La célèbre Belle Poule tout droit mentait, L'Aréthuse semblait voler,
Pas un drap ou une pointe, ou une attelle n'a-t-elle relâché, même si les Français ont ri et pensé à des trucs,
Mais ils ne savaient pas la poignée d'hommes à quel point, à bord de l'Arethusa.

Sur le pont, cinq cents hommes ont dansé, Les plus gros qu'on ait pu trouver en France,
Nous avec deux cents avons avancé, A bord de l'Aréthuse.
Notre capitaine a salué le Français, "Ho !" Les Français ont alors crié, "'Allo !?"
« Abattez-vous, voyez-vous, sous le vent de notre amiral », « Non, non », dit le Français, «
« Alors je dois vous emmener avec moi », dit la coquine Arethusa.
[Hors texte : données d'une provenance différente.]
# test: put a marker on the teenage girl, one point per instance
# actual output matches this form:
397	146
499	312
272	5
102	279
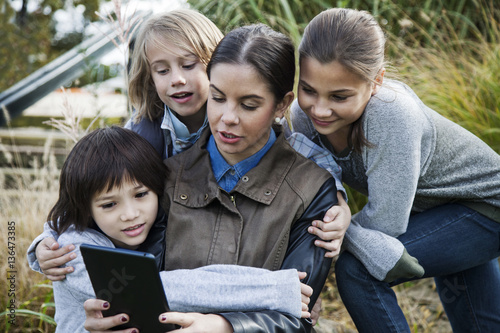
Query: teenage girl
433	188
110	186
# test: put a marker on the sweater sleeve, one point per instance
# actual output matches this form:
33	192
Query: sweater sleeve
76	288
222	288
302	255
399	133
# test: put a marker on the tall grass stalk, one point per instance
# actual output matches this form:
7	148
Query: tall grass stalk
460	78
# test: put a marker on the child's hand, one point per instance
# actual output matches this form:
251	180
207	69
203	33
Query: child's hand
306	292
333	227
51	257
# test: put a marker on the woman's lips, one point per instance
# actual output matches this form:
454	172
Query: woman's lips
321	123
182	97
228	137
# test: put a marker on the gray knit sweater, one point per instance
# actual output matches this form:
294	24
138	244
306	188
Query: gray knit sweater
215	288
419	160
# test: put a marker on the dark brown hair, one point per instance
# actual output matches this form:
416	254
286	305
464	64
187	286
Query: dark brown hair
269	52
101	160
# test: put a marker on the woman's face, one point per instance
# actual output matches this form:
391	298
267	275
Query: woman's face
241	110
332	96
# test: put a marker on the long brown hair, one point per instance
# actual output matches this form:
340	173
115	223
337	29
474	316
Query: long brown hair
356	41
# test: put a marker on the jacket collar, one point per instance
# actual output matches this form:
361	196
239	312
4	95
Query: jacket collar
196	185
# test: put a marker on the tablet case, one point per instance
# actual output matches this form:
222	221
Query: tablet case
130	282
Le combat était hors des terres des Français, Nous les avons repoussés sur leur rive,
Car nous avons combattu jusqu'à ce qu'aucun bâton ne se dresse, Sur la vaillante Aréthuse.
Et maintenant nous avons chassé l'ennemi à terre, pour ne plus jamais combattre les Britanniques,
Que chacun remplisse un verre à sa fille préférée ! Une santé au capitaine et aux officiers vrai,
Et tout cela appartient à l'équipage jovial, A bord de l'Arethusa.